İşin tadı kaçtı. Türkiye seçim harcamalarına şimdiden başladı. Bütçe gelirlerindeki artış yüzde 89’da kalırken giderlerdeki artışın yüzde 134’e yükselmesi bile doğru yolda olmadığımızı göstermesi açısından yeterli...

Vergi gelirleri içinde en yüksek artış yüzde 155 ile Özel Tüketim Vergisi’nde... Bunun anlamı alkol, tütün, akaryakıt zamlarıyla bütçe gelirleri ayakta ancak durabildi.

Alkol diye günaha vergi bağlanıyorsa, Türkiye’de cep telefonu alıp konuşmak, araba alıp kullanmak zinhar cehennemlik... Hepsinden geçtim, maaş almak, maaş vermek bile vergilere bakarsak bildiğin zina...



★★★

İşin kötü tarafı Kurumlar Vergisi tahsilatındaki artışın yüzde 33 civarı... Yüzde 85 enflasyonun olduğu bir ortamda bu artış birçok açıdan sıkıntılı... Ya şirketler büyük zararlar yazıyor ya da vergi ödemiyor!

Hani büyüdük, büyüyoruz daha da büyüyeceğiz, pantolonlara sığmayıp eğilirken patlatacağız diyorlar ya... O da büyüme değil... Şişme! Hormonu yapıştırıp tavuğu hindi gibi gösterme... Büyüdüysek vergi nerede?

★★★

Türkiye’de bir milyonun üzerinde şirket hiç Katma Değer Vergisi ödemiyor. Vergi oranları ve sigorta primi çok yüksek... Ödese şirketi kapatacak. Ödemese nasıl olsa af çıkacak. Haliyle affı bekliyor.

Gelirler de sorun var ama giderdeki bu patlamayı da çıkıp bir açıklasalar. Gidişatı görünce insan biraz utanır yalandan da olsa boğazından kısar.

Ekonominin formülü


Bu krizin “Türkiye’nin daha öncesinde yaşadığı ekonomik krizlerden farkı ne?” derseniz, krizin varlığının ülkeyi yönetenler tarafından kabul edilmemesidir hiç şüphesiz...

İşler kötü gittiğinde siyasetin gizli kutsal kitabı bize ne der?

Önce mağdur olduğunu söyle... Suçu başkalarına at, düşman yarat... Sonrasında bütün yapacağın, “çapkınların altın kuralını” uygulamak...

Nedir altın kural? “Yatakta bile basılsan, sonuna kadar inkâr et!” Böylece muhatabına istediğine inanma fırsatı verirsin. Kandırıldığını söylersin. Kendini affettirirsin.



★★★

Onları ahmak yerine koymaktan çekinme. Gözlerinin içine baka baka konuş... “Ekonomi iyi yolda, aman kimse taş koymaya kalkmasın” deyip, bekle... Yerse...

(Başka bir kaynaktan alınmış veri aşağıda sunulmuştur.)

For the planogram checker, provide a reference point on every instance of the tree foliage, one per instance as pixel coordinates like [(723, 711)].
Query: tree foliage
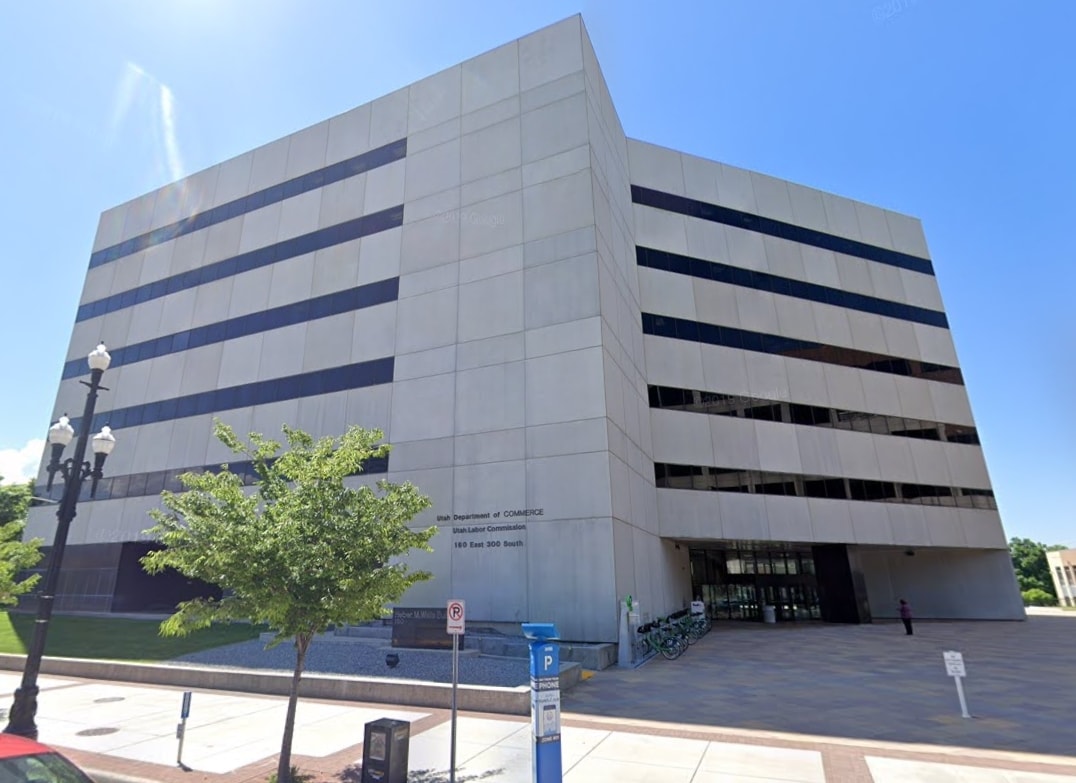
[(1032, 569), (1036, 597), (300, 553), (16, 555)]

Tam 20 yıldır kimler neler yedi... Artık hayvan terli... Terli terli yem yer mi?

Emirle kredi faizleri düşüyor. Tamam da bankalar kredi vermiyor ki! Yok, veriyor diyorsa ulaşsın bana... Yüzde 20 ile kredi veren bankaya taahhüt ediyorum sınırsız müşteri bulacağıma...

★★★

Bütçeden de anlaşıldığı üzere yakın zamanda en büyük borçlanıcı devlet olacak. Yaptıkları bütçenin gelir hedefi tutmayacak, borçlanma turuna çıkacak. Ya da para basacak.  Nitekim para harcamazsa seçimleri nasıl kazanacak? Hadi gelir kalemleri tutmayacak da giderleri kısmak için kemerleri mi sıkacak? Demin anlattım... O kadar saf olmayın!

Sanayici de kek değil ya!


Yeni modelde üreterek büyüyecek Türkiye... Oldu canım... Zorlama, yetmiyor çapın... O zekayla model çizmeyi bırak... Ülkenin ekonomisini ne hale getirdin ona bak!

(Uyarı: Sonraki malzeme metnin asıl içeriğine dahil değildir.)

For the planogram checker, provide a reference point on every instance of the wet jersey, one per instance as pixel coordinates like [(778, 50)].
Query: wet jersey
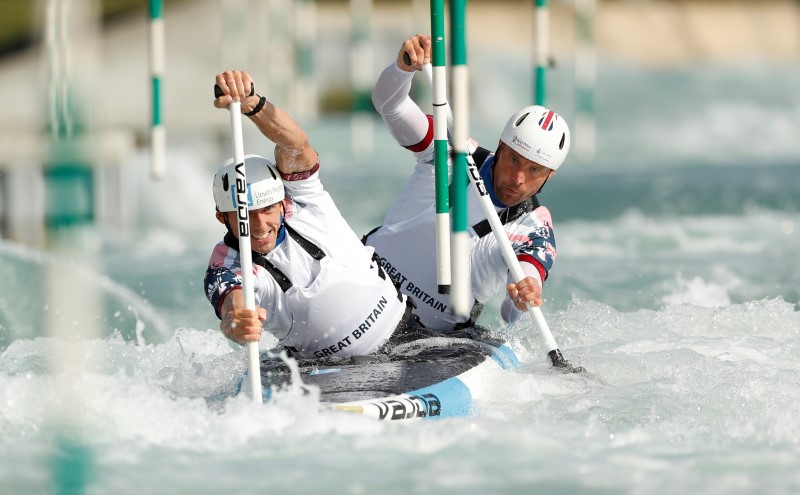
[(338, 302), (406, 242)]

Elektrik tüketimindeki gerileme, kapasite kullanımındaki azalma, ihracattaki yavaşlama gibi göstergelerle kendisini belli etmeye çoktan başlamıştı. Geçen hafta açıklanan eylül ayı verileriyle net biçimde açığa çıktı.

Kimin beklentisiyse artık sanayi üretiminde artışın yüzde 3.6’ya ulaşması yönündeydi. Yıllık artışın geçen yılın aynı ayına kıyasla yüzde 0.4 arttığı açıklandı. Aylık bazda ise eylülde yüzde 1.6 geriledi.

Dış ticaret açığı 100 milyar dolara, cari açık 40 milyar dolara yaklaştı. Şahlanıyoruz derken şah-mat olmamıza az kaldı. Sıçrayacağız derken ne olacağını hiç söylemeyim istersen!